Сестра Урсула крепко сжала крестик своих чёток. Какое-то время её губы шевелились в беззвучной молитве.
— Боюсь, — промолвила она, наконец, — что это сделала я.
Даже сержант Келло онемел. Конча недоверчиво переводила взгляд с монахини на кабинет и обратно. Трубка лейтенанта Маршалла выпала у него изо рта, рассыпав по ковру угли, но даже Вероника Фоулкс этого не заметила.

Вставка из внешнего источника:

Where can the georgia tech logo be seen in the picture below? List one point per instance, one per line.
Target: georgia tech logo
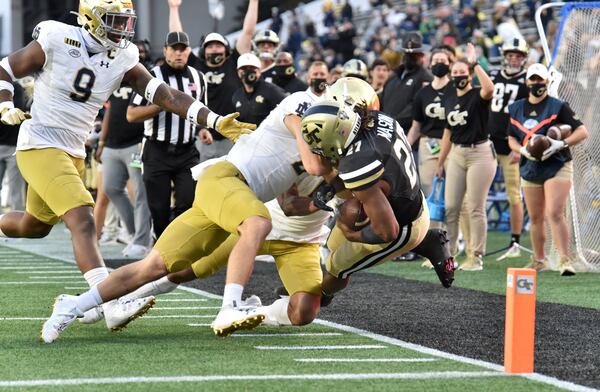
(457, 118)
(435, 110)
(214, 78)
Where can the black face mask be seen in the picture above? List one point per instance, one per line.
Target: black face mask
(250, 78)
(460, 82)
(440, 69)
(284, 72)
(318, 85)
(215, 58)
(537, 89)
(410, 62)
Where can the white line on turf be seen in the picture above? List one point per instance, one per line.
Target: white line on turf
(363, 359)
(243, 335)
(339, 347)
(335, 376)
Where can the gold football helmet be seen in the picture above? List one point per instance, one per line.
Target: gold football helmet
(355, 68)
(353, 92)
(328, 128)
(111, 22)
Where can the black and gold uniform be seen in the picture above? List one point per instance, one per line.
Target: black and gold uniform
(256, 106)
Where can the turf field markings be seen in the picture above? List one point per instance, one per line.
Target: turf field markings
(333, 376)
(332, 347)
(363, 359)
(243, 335)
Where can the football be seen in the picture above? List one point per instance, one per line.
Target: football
(537, 145)
(353, 215)
(559, 131)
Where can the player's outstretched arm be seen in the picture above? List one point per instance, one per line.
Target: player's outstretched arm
(185, 106)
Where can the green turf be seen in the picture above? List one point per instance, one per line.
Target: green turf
(169, 347)
(578, 290)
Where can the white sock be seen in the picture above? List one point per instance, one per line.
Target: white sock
(160, 286)
(276, 313)
(96, 275)
(89, 299)
(232, 296)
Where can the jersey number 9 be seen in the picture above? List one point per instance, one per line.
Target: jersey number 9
(83, 84)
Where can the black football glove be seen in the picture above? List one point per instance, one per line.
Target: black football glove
(322, 195)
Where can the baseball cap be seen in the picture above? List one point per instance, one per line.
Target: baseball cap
(248, 59)
(214, 37)
(539, 70)
(177, 37)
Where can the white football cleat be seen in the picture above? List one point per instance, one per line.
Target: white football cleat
(92, 316)
(231, 319)
(119, 313)
(64, 313)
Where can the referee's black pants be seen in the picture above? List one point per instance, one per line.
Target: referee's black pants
(165, 164)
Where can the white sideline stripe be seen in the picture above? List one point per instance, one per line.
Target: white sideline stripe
(22, 318)
(362, 359)
(183, 300)
(243, 335)
(348, 347)
(386, 339)
(334, 376)
(71, 271)
(185, 307)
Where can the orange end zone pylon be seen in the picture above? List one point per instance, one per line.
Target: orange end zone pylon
(520, 320)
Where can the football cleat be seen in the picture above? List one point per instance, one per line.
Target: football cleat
(64, 313)
(119, 313)
(232, 319)
(92, 316)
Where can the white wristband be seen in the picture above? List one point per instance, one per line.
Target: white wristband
(193, 110)
(212, 119)
(4, 85)
(151, 88)
(6, 65)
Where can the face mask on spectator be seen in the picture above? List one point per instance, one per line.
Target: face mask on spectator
(537, 89)
(461, 81)
(318, 85)
(440, 69)
(214, 58)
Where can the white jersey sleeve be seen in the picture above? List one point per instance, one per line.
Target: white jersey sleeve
(71, 88)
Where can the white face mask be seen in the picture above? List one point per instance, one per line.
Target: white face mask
(91, 44)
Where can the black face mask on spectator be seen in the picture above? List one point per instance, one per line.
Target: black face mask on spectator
(284, 72)
(440, 69)
(214, 58)
(318, 85)
(537, 89)
(461, 81)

— Я знала, — продолжала сестра Урсула, — ещё до того, как лейтенант Маршалл установил мотив, ещё до того, как я увидела набросок Уильяма Рансибла, выполняющего свой трюк, что только Хилари Фоулкс виновен во всех этих преступлениях и мнимых попытках преступлений. Но я также знала, что трудно будет это юридически доказать. Сегодня утром я по иному делу посетила мистера Фоулкса и ухитрилась внушить ему, что властям покажется весьма странным, если покушения на его жизнь прекратятся после достижения ошибочной цели. По нарастающей сложности и дерзости “покушений” было очевидно, что тщеславие этого человека его губит. Нет, тщеславие — не то слово. Это была самонадеянная вера в судьбу, уверенность, что ничто не подведёт его, поскольку он действовал, чтобы охранять свои священные права на наследие отца. На самом деле, именно эта едва ли не религиозная самоуверенность впервые дала мне ключ к его характеру и возможностям. Можно даже сказать, что я начала раскрывать его преступления с чтения псалма на вечерней молитве. Я надеялась, что теперь, в силу нервной реакции на собственный успех, эта самоуверенность заведёт его столь далеко, что он совершит “покушение” в должной мере поддельное, чтобы полиция смогла понять, что всё это было розыгрышем. Но я переоценила себя. Как и Хилари Фоулкс. В моём присутствии он не пил. Я не поняла, сколько он выпил и сколь непривычен к спиртному. Его спутавшееся воображение подвело его; он вновь попробовал трюк с запертой комнатой. Но на сей раз он был сбит с толку, ошарашен (успешное убийство оказалось куда более выматывающим, чем он ожидал) и очень пьян. Его персидский кинжал был в руках полиции, и ему пришлось воспользоваться наспех выбранным кухонным ножом с куда более длинным лезвием. Тщательно спланированная рана, выглядящая крайне опасной, но в действительности безвредная, обернулась у пьяной руки самоуничтожением. Самоубийство Хилари Фоулкса было невозможным. Но он убил себя, и вина на мне.
В комнате повисло молчание. Дженни Грин тихонько всхлипывала. Наконец, Вероника Фоулкс торжествующе посмотрела на брата и проговорила:
— Видал?
Вэнс Уимпол состроил покорную гримасу. Конча нерешительно протянула руку мужу.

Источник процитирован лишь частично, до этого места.